Nadie debería permanecer más de 72 horas en esos sitios, pero es común que los detenidos se queden allí durante largos periodos. Esa anomalía es producto de distintas irregularidades: jueces corruptos, normas ignoradas y policías sobornados.
En estos calabozos vive Dorancel desde que lo capturaron por sus múltiples homicidios en febrero de 1999.
En ese entonces la justicia lo consideró inimputable por su demencia, y dictó una medida de seguridad que lo salvó del presidio en una cárcel; pero, al mismo tiempo, lo condenó a algo similar en una celda supuestamente provisional. En ese espacio diseñado para 200 hombres, hoy repleto con 389, fue donde estalló el motín.
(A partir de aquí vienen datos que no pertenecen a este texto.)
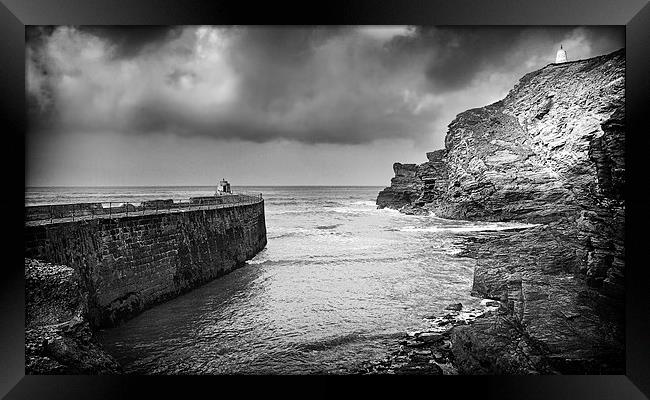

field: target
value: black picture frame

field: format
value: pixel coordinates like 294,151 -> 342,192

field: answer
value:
5,0 -> 650,400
Los familiares de los reclusos acamparon durante días en las afueras del cuartel, exigiendo que las autoridades tomaran alguna acción que abortara el desastre. Los líderes de la toma, mientras tanto, les exigían a las familias sumas altísimas a cambio de respetarles la vida a sus hijos y esposos detenidos. Para subir la presión, empezaron cortándole un dedo al primer desdichado de la lista.
Los policías, por su parte, fueron violados. Y a aquellos por los que no pagaron, les fue todavía peor: los asesinaron después de torturarlos. Juan Carlos Herrera, padre de una víctima, describió el horror frente a las cámaras: dijo que en total hubo tres muertos y que los colgaron hasta desangrarse. Pero hubo más porque para desaparecer los rastros de esa atroz tarea llamaron a Dorancel.
Él llevaba casi dos décadas tranquilo, medicado, trabajando en ocasiones como asistente de los policías. Pero los reclusos lo obligaron a descuartizar los cuerpos. Después los cocinaron y amenazaron al resto: o comían, o morían. Muchos se resistieron, pero los castigaron con martillazos en la cabeza y otros golpes. Entonces comieron a la fuerza.
Sobre estos actos violentos circularon algunos videos en las redes sociales. Y por fin, cuando la toma del cuartel iba a cumplir un mes de pesadilla, la ministra Varela entró y cumplió las demandas: los líderes lograron su traslado y desmontaron la protesta. Luego seis policías fueron detenidos y acusados de complicidad: solo así pudieron entrar a los calabozos las armas que se usaron durante el motín.
A veces las desgracias se juntan y conspiran. A la toma se unieron el hacinamiento y la corrupción policial, la impunidad y el abandono oficial. Y todo eso, mezclado, estalló junto a la celda de “el Comegente”, quien sobrellevaba su enfermedad alejado de su fama de asesino múltiple hasta que las circunstancias lo pusieron de nuevo frente a la bestialidad.
En los calabozos de Táchira resurgió el canibalismo que tanto escandalizó a esa comunidad a fines de los noventa. Pero en esta ocasión los hombres que comieron de otros hombres no lo hicieron por necesidad, como aquel equipo uruguayo en las cimas de los Andes; tampoco por enfermedad, como lo hizo Dorancel en su momento. Esta vez fue maldad pura y banal.
Dorancel mató a varios hombres y se los comió después de hacer lo mismo con varios animales, como perros y pájaros. Su mente delirante no veía diferencias ni prohibición moral. El desenfado de los delincuentes que lo forzaron bordea esa forma de locura: la que no ve impedimento ni censura en el acto de asesinar para luego digerir.
El OVP ha explicado el hacinamiento con tres causas precisas: retardo procesal (juicios que no llegan o tardan mucho en llegar), falta de nuevas prisiones y el uso del presidio como herramienta casi exclusiva de sanción penal. El resultado es un círculo vicioso que no incluye la rehabilitación ni la reinserción en la sociedad. El fin de la violencia carcelaria exige un coctel que resuelva estos cuellos de botella.
También existe un cuarto ingrediente: el tratamiento diferencial para enfermos mentales convertidos en delincuentes, como Dorancel. Y lo contrario: evitar que los delincuentes terminen desequilibrados.
Porque la moraleja de este caso, si existe alguna, es quizá que en los momentos de mayor crueldad, cualquier hombre cuerdo puede ser peor que uno desquiciado.